1) Unincorporated association – An organisation set up through an agreement between a group of people who band together for a purpose and not revolved on money, such as a volunteer group or a sports club. You don’t need to register an unincorporated association, and its free to set one up. the members of the "Unincorporated Association" are personally responsible for any debts and contractual obligations. If the association does start trading and makes a profit, you’ll need to pay Corporation Tax and file a Company Tax Return in the same way as a limited company.
2) Limited partnerships – The liability for debts that can’t be paid is split among partners. Partners’ responsibilities differ as general partners can be personally liable for all the partnerships’ debts and limited partners are only liable up to the amount they initially invest in the business General partners are also responsible for managing the business
3)Limited liability partnerships – The partners in a partnership aren’t personally liable for debts the business can’t pay – their liability is limited to the amount of money they invest in the business. The partners’ responsibilities and share of the profits are set out in an Limited liability partnership agreement. ‘Designated members’ have extra responsibilities.
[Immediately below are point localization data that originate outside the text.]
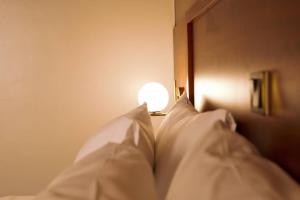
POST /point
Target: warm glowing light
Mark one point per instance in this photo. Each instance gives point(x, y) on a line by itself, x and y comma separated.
point(155, 95)
point(221, 91)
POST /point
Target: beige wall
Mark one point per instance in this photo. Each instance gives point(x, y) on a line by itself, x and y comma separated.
point(67, 67)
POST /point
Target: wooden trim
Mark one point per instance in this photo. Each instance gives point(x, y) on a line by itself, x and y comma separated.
point(199, 8)
point(190, 41)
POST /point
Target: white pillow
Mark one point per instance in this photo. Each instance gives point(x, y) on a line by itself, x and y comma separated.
point(179, 130)
point(137, 121)
point(120, 167)
point(224, 166)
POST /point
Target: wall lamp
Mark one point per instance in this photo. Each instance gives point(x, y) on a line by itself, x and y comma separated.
point(156, 96)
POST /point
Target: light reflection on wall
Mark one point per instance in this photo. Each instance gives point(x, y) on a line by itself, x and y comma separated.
point(221, 92)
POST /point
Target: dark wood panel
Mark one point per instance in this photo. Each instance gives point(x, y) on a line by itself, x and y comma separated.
point(230, 39)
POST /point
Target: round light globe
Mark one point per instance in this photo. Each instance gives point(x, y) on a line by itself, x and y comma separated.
point(155, 95)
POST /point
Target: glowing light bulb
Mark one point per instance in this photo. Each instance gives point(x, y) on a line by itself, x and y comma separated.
point(155, 95)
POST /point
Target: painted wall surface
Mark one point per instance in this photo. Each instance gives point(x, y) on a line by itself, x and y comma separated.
point(233, 40)
point(66, 68)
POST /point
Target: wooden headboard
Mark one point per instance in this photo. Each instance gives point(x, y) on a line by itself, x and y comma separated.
point(227, 40)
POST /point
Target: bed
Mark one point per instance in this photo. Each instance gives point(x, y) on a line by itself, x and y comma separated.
point(220, 151)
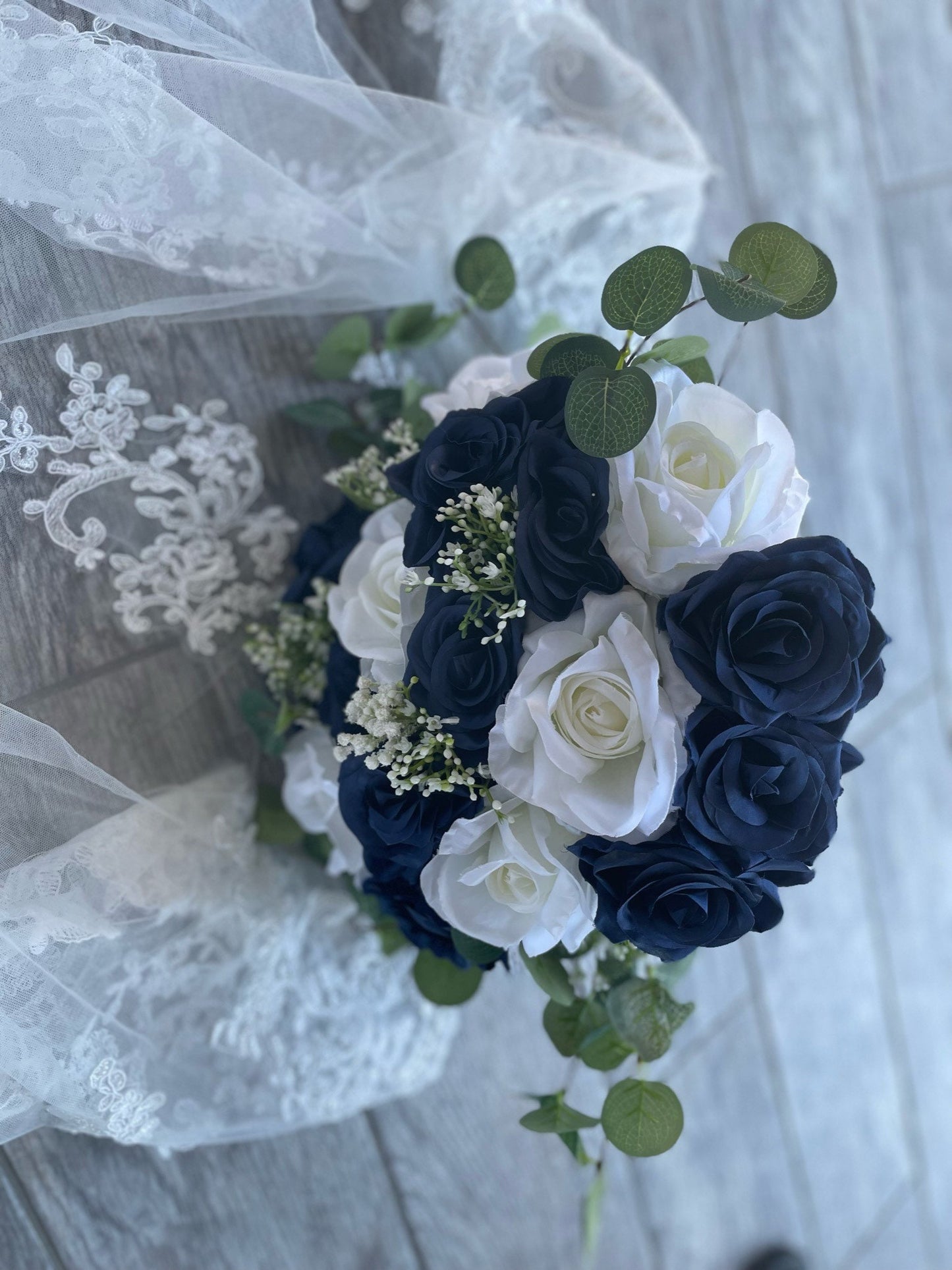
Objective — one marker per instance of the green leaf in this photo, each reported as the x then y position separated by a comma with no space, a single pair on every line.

5)Sole trader – If you start working for yourself, you’re classed as a self-employed sole trader. As a sole trader, you run your own business as an individual. You can keep all your business’s profits after you’ve paid tax on them. You can employ staff. the phrase Sole trader just means you’re responsible for the business, not that you have to work "solo".
4)A private limited company - is often a small business such as an independent retailer in a town. Shares do not trade on the stock exchange. However a public limited company can sell their shares on the stock exchange. There are 2 types of limited company.
6)Limited company – A limited company has special status in the eyes of the law. These types of company are incorporated, which means they have their own legal identity and can sue or own assets in their own right. The ownership of a limited company is divided up into equal parts called shares. Whoever owns one or more of these is called a shareholder.